#ubuntu-leadership 2011-12-05
<YoBoY> bonjour
<akgraner> hi all!
<akgraner> Cheesehead, how are the IRC sessions coming along - good I hope :-)
<ashams> Nov 28?
<ashams> Hey guys, I can't find that meeting log!
<ashams> the last meeting, I mean
<cprofitt> hey ashams
<cprofitt> laura is following up for you today on the RT tickets
<ashams> cprofitt, Thank you :)
<cprofitt> np
<cprofitt> thank Laura too!  :-)
<ashams> Yep, a lot :-)
#ubuntu-leadership 2011-12-06
<akgraner> Here's another great leadership site - thought I'd share - http://www.lisapetrilli.com/
<ashams> Bookmarked :-)
<Cheesehead> akgraner: Sorry for delay in responding. Busy day.

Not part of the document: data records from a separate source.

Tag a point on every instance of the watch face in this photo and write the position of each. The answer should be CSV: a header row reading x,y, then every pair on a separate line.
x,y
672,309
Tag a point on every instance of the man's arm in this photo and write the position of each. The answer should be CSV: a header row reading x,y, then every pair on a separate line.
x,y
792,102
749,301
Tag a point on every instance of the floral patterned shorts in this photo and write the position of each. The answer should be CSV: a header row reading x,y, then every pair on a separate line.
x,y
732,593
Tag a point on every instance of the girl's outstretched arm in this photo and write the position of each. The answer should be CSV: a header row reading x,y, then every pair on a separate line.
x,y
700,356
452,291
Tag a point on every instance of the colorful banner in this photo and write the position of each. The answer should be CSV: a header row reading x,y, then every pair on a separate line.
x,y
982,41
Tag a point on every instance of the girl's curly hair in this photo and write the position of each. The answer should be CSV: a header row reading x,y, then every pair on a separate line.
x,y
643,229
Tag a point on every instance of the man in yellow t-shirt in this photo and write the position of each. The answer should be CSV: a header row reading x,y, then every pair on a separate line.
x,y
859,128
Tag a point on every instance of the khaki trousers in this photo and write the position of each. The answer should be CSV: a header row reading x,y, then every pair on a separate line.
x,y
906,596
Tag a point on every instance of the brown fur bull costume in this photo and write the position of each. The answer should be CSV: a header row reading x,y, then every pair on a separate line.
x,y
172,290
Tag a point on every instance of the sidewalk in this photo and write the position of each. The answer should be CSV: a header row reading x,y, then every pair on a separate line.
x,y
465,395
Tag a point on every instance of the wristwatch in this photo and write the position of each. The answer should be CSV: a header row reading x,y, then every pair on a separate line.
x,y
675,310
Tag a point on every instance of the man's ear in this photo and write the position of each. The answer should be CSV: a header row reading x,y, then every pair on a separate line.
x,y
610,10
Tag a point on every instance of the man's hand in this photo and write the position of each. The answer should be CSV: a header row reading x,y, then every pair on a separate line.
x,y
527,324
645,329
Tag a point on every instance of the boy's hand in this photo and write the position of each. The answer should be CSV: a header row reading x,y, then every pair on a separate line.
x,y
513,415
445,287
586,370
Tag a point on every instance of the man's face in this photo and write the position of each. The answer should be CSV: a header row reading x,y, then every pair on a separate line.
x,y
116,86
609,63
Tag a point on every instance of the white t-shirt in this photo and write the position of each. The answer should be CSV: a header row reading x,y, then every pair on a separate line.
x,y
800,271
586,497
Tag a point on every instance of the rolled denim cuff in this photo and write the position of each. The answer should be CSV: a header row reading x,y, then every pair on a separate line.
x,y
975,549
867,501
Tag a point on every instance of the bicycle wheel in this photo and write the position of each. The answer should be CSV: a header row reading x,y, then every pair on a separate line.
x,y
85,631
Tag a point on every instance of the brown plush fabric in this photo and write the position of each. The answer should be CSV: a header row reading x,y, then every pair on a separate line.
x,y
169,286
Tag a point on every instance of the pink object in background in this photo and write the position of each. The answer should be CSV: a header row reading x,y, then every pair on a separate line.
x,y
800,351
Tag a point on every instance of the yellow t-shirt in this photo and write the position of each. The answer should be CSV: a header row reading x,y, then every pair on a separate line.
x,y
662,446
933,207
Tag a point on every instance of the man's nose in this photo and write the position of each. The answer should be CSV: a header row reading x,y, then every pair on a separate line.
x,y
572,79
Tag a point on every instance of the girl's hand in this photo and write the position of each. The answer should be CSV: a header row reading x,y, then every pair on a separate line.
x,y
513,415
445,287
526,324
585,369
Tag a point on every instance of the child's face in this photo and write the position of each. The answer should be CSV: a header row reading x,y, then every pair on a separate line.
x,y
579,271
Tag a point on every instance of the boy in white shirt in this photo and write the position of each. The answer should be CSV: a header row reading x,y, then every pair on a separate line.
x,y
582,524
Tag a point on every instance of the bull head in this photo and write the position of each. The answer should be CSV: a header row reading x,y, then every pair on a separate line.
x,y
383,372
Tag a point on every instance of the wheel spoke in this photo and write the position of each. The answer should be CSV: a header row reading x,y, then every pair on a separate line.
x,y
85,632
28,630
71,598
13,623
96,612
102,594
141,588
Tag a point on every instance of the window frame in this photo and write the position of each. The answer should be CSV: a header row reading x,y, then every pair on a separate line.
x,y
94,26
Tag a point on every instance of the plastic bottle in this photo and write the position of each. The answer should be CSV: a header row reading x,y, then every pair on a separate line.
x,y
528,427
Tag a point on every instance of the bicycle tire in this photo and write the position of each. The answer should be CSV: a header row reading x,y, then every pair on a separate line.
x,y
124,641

<Cheesehead> First three months of IRC sessions are arranged, I've just been quite slow at sending round a final e-mail to the trainers, and then publishing the schedule. Not hard, just very busy past couple weeks
<Cheesehead> philipballew: I wasn't around when you pinged last, but I'm briefly around now.
<Cheesehead> Sorry I missed you
<philipballew> its all good. I am here to.
<philipballew> you got a sec for a pm?
<Cheesehead> Sure
<akgraner> no worries - I was just curious :-)
<akgraner> I understand busy  - my new job is keeping me busy that's for sure
<philipballew> what kinda job did you get akgraner ?
<akgraner> User Experience and Community Specialist with Linaro
<ashams> Cool, congrats :)
<philipballew> nice!
<akgraner> Thanks!  That's why I haven't been around a lot - still settling in
<akgraner> but it will all level out soon I am sure :-)
<Cheesehead> I had wondered why Linaro began popping up more often in your feeds...
<akgraner> :-)
<akgraner> the have an Ubuntu build as well so it all goes hand in hand really
#ubuntu-leadership 2011-12-07
<YoBoY> bonjour
#ubuntu-leadership 2011-12-09
<YoBoY> good morning
#ubuntu-leadership 2011-12-10
<YoBoY> bonjour
#ubuntu-leadership 2014-12-05
<silverlion> belkinsa, fyi: I'm writing an article about that what's going on on the Mailing Lists regarding "leadership vs. management in ubuntu teams"
<belkinsa> Thank you for writing that.
<silverlion> belkinsa, don't thank me yet. I'll put it up to my blog and honestly I've got a little different opinion on those thoughts that were spoken loudly till now
<belkinsa> Make sure you link to the mailing-list if you want have a discussion on.  In the Community Team one.
<silverlion> will do
<belkinsa> :D
<silverlion> it'll take me at least another week or two
<belkinsa> Alright, if you need help, you can ask me.
<silverlion> I might get back to you first to proof-read that ;)